Other companies, however, like Netflix, see kitten-staring, chatting about issues and taking whatever time off you fancy as time invested, not wasted. This company sees nurturing and developing its people as the key to its profits. Oddly enough, it seems that giving people a bit of leeway and letting them set their own targets and have a gripe at the boss also works. People at Netflix are also professionals. Hmmm…
Similarly to how a ‘colder’ culture may enforce both internal & external trust and confidence in a financial company, a ‘warmer’ culture should allow for greater exploration of creativity. Artistic based industry; design, marketing, photography, musical, creative, etc, are probably more likely to see an increase in productivity and efficiency in a more relaxed, emotional environment.
As a Director myself, and as I write this article, I’m finding myself analysing my own company; what our culture is and what I’d like it to be. I own a small digital agency in Bangkok, Thailand. As a creative company, I’d like to think we fall more on the warm, approachable side of the scale. That’s definitely the side I’d like to sit on at any rate. We don’t wear suits to the office, we don’t have punch cards, we listen to music, drink way too much coffee and love a good chat.
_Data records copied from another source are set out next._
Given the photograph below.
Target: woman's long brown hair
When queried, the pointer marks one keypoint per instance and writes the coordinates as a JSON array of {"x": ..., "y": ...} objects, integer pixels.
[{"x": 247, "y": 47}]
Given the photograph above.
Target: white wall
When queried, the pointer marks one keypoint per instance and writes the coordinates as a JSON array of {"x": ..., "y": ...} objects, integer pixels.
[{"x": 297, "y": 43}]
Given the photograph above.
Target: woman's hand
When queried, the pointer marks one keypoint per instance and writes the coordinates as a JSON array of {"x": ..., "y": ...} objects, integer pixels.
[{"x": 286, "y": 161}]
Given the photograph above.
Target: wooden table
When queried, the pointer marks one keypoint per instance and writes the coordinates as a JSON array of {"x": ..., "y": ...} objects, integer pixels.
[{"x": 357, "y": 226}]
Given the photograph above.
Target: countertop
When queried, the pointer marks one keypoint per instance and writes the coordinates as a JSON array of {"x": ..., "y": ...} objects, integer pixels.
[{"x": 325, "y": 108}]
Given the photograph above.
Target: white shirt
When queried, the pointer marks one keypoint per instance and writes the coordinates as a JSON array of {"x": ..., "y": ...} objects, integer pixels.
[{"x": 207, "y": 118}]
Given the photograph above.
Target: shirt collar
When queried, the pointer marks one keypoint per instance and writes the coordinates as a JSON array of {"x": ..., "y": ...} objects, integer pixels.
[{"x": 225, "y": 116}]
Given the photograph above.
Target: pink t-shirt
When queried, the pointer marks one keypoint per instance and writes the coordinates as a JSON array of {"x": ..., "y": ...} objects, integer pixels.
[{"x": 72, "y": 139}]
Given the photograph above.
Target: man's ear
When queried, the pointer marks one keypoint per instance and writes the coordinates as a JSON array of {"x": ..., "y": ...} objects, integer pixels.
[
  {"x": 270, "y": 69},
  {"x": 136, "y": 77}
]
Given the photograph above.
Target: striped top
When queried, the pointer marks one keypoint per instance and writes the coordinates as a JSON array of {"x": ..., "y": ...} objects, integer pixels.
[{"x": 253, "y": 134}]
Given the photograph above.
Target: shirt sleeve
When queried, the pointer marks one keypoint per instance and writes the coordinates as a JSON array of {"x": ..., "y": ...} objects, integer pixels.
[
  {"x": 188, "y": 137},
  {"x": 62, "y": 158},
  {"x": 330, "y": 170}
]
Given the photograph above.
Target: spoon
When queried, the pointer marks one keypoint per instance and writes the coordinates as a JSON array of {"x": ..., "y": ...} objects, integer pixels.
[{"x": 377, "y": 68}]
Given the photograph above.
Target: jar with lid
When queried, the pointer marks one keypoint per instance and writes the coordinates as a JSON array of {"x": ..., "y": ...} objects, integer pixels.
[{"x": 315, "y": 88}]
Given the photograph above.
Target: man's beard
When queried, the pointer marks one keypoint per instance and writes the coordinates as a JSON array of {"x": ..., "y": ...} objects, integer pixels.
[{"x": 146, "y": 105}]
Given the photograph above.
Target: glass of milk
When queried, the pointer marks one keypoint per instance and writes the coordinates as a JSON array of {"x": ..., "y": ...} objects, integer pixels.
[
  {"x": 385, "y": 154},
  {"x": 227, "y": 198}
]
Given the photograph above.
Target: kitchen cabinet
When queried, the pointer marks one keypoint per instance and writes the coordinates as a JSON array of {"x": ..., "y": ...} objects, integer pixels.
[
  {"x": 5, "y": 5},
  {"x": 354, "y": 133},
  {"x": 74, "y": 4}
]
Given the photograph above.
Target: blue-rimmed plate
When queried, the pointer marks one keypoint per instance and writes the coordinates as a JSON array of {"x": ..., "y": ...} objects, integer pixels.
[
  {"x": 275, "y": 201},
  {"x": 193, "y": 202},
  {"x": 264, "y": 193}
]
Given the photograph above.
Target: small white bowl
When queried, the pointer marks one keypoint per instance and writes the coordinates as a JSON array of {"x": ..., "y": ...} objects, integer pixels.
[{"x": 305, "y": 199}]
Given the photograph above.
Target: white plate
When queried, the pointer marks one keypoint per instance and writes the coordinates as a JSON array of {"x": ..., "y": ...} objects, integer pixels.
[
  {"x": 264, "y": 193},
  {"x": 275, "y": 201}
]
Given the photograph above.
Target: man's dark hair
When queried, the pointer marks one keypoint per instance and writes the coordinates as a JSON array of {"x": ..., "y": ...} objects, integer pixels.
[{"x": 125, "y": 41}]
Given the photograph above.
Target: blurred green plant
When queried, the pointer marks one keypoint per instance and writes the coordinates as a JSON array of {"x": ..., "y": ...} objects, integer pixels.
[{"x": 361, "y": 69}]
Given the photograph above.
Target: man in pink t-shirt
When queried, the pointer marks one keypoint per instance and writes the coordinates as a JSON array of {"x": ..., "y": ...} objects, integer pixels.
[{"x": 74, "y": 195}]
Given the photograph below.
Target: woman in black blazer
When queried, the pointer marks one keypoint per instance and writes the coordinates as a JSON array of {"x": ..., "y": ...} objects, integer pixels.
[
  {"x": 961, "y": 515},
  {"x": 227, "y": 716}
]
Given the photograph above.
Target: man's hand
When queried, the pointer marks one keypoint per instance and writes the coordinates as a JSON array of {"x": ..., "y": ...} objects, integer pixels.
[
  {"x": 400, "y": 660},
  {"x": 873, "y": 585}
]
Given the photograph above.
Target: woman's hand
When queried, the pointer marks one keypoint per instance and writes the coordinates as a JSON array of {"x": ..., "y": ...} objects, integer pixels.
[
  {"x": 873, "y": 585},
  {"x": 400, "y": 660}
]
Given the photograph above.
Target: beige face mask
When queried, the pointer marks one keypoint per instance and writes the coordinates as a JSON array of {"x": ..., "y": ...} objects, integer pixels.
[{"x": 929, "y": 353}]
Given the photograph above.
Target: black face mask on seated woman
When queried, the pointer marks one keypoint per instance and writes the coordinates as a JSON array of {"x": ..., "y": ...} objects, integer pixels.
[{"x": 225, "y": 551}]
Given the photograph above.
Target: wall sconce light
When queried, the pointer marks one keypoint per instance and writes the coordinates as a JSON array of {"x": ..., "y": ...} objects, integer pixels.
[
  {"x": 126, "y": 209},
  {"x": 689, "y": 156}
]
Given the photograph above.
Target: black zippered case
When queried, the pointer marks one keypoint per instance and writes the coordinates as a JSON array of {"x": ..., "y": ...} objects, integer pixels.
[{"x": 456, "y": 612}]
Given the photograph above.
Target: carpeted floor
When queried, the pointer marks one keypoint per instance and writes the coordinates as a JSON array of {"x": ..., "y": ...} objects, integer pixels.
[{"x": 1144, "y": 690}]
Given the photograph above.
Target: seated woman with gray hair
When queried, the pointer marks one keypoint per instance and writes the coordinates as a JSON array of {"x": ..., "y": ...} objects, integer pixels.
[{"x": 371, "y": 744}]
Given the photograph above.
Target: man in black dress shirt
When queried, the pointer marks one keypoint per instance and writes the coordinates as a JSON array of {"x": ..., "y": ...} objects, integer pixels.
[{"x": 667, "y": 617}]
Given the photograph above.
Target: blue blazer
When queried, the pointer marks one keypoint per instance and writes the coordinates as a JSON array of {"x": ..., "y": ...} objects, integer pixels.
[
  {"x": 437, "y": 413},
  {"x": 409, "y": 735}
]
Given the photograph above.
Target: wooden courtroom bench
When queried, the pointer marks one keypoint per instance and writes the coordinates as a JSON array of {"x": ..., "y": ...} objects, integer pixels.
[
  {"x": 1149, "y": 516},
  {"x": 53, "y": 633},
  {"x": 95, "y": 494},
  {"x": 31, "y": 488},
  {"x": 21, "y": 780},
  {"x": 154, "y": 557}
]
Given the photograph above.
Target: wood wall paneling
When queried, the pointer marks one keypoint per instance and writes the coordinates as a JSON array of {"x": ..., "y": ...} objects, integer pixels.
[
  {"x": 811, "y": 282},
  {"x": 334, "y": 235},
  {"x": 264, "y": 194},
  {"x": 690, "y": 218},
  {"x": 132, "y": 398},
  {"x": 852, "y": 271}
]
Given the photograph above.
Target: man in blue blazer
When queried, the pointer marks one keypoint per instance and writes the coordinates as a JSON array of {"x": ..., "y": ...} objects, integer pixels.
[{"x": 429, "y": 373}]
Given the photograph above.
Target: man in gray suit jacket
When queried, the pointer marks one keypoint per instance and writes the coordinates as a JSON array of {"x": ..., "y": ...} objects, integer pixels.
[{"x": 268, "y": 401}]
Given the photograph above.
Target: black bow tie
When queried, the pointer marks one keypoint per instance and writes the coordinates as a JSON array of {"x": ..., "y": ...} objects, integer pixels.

Can you be warm and professional at the same time? I’d like to think so. We’re fairly relaxed and I’m fine with that for my type of business. Of course, that isn’t to say we don’t have systems and methodology. It isn’t to say we don’t have rules and guidelines and it certainly doesn’t mean we aren’t professional in the business we conduct. In our case, the warmth and approachable vibe we convey is helpful to the type of service we provide. Design and marketing is a personal thing, different to each of our clients and I think we wouldn’t be able to do our job as effectively if we were teetering on the colder ‘professional’ side of the cultural fence.
Where do you find yourself and your business? Is it what you want to portray? Is your company culture the best for your clients and staff?
Ultimately you can take your pick, it seems, because both models work. Be advised however, the larger and older the company, the harder it may be to change that company’s culture. How you may want to appear and act, and how your staff and clients see your business may be two different things.